Director: Kinji Fukasaku

Starring: Tatsuya Fujiwara, Aki Maeda, Tarô Yamamoto, Takeshi Kitano

Words: Katherine Guest

Battle Royale, a Japanese dystopian thriller, is a film in which violence is made into a spectator sport. More specifically, it is about children on children violence as a result of government legislation.
In the nineteen years since its release, the film has gained cult status globally and has been met with critical acclaim. Despite this, it was met with great controversy and did not have a cinematic release in the United States or Canada until eleven years after its release.

Based on the novel of the same name by Koushun Takami, Battle Royale is set following major economic decline and mass unemployment. It’s a satirical, yet bloody and horrible, portrayal of the Japanese government’s fear of and reaction to their malcontent youth. In an effort to restore discipline and cooperation in their young, the ‘BR Act’ is passed; each year, a class of school children is chosen at random. They are sent to an uninhabited island for three days where they are told to kill each other until there is one winner. This is an act of capital punishment on young people for their crimes of disobedience.

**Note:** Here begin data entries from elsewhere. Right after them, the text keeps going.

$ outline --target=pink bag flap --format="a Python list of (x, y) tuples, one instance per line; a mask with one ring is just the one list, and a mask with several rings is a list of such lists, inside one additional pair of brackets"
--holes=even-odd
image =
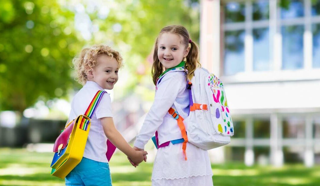
[(69, 125), (67, 128), (65, 128), (63, 130), (63, 131), (61, 133), (60, 135), (56, 140), (56, 142), (54, 142), (54, 145), (53, 146), (53, 152), (56, 152), (58, 151), (58, 148), (60, 144), (63, 144), (63, 145), (61, 148), (61, 149), (63, 149), (66, 148), (68, 142), (68, 139), (69, 136), (70, 136), (70, 134), (72, 132), (72, 129), (73, 128), (73, 125), (75, 124), (76, 122), (75, 119), (74, 119), (72, 123)]

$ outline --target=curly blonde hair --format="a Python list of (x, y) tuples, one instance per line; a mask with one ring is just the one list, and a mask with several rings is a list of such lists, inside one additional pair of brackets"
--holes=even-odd
[(87, 77), (89, 71), (96, 64), (96, 60), (99, 55), (105, 54), (111, 58), (115, 58), (118, 62), (119, 68), (123, 66), (123, 59), (120, 53), (107, 45), (94, 45), (90, 48), (82, 50), (78, 56), (72, 60), (74, 68), (76, 72), (76, 80), (83, 85), (87, 80)]

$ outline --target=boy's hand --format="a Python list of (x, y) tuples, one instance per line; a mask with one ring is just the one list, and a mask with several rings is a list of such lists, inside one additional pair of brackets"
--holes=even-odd
[[(142, 152), (145, 151), (144, 149), (139, 149), (135, 147), (133, 147), (133, 149), (134, 149), (136, 150), (139, 150), (140, 151), (142, 151)], [(148, 153), (147, 154), (148, 154)], [(130, 162), (130, 163), (131, 164), (131, 165), (132, 165), (132, 166), (134, 166), (134, 167), (137, 167), (137, 166), (139, 165), (139, 163), (136, 164), (132, 161), (131, 160), (131, 159), (130, 158), (129, 158), (129, 157), (127, 157), (127, 158), (128, 158), (128, 159), (129, 160), (129, 161)], [(143, 155), (143, 160), (145, 162), (147, 162), (147, 155)]]
[[(139, 149), (138, 147), (136, 147), (134, 146), (133, 147), (133, 149), (134, 149), (136, 150), (140, 150), (140, 151), (144, 151), (144, 149)], [(148, 154), (147, 153), (147, 154)], [(143, 157), (144, 157), (143, 160), (144, 161), (144, 162), (147, 162), (147, 155), (144, 155)]]
[(136, 150), (134, 154), (130, 157), (128, 157), (128, 159), (132, 166), (136, 167), (139, 165), (139, 164), (146, 159), (145, 156), (148, 153), (144, 150)]

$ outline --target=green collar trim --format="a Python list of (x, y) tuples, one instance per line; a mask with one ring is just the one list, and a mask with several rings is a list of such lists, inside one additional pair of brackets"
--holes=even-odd
[(179, 63), (179, 64), (177, 65), (174, 67), (172, 67), (172, 68), (170, 68), (170, 69), (168, 69), (166, 70), (162, 74), (159, 76), (158, 78), (160, 78), (162, 76), (164, 75), (168, 71), (171, 70), (173, 69), (176, 69), (176, 68), (179, 68), (179, 67), (184, 67), (185, 64), (186, 63), (186, 61), (182, 61), (181, 62)]

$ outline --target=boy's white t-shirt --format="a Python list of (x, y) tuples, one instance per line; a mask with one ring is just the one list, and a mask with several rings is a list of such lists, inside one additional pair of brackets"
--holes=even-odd
[[(95, 82), (86, 82), (72, 100), (69, 121), (84, 114), (98, 90), (105, 90)], [(83, 157), (97, 161), (108, 163), (106, 156), (107, 138), (100, 119), (105, 117), (112, 117), (110, 96), (109, 94), (106, 93), (102, 96), (91, 118), (91, 126)]]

The horror of Battle Royale does not lie solely in its gore and violence (which it has in abundance). It explores or references a myriad of teenage issues amongst Class 3-B, who are the unlucky group marooned on the island for the duration of the film. Yes, the aim of the game is survival at the detriment of your friends and classmates. But despite this, the adolescents remain concerned with their friendship groups, unrequited crushes, unfaithful partners, and whether they or their classmates are virgins.
These are a very familiar set of issues interwoven with the contrastingly bleak reality of children forced to brutally murder each other for sport by a disdainful government. In turn, this makes the graphic violence between the children less alien to the viewer, and the dystopian world that much more unsettling.

Given Battle Royale’s cynical attitude to the Japanese government, it’s not entirely unsurprising that the film was criticised by a number of government officials upon its release. Many described the film as ‘crude and tasteless’, and members of the Japanese parliament (unsuccessfully) attempted to ban the film’s release. It was also accused of contributing to crime amongst the youth.
Ironically, this controversy only served to aid the film’s commercial success as the publicity garnered further interest in it. As the story involves children and the actors were largely teenagers themselves, the film was criticised as being harmful to the youth. Due to the film’s rating, under 16s could not view it in cinemas. Despite this, director Fukasaku actively encouraged younger teenagers to sneak into screenings – encouraging the same disobedience that is so grotesquely punished in Battle Royale.

Battle Royale is a blend of the brutal and the banal. It’s a coming of age film with a dystopian horror setting that has gained its cult following for being smart, savage, and thoroughly entertaining.
Who will survive?
Who will turn on their friends?
Who will lose their virginity before they’re brutally murdered?
Class 3-B are about to experience the worst three days of their lives.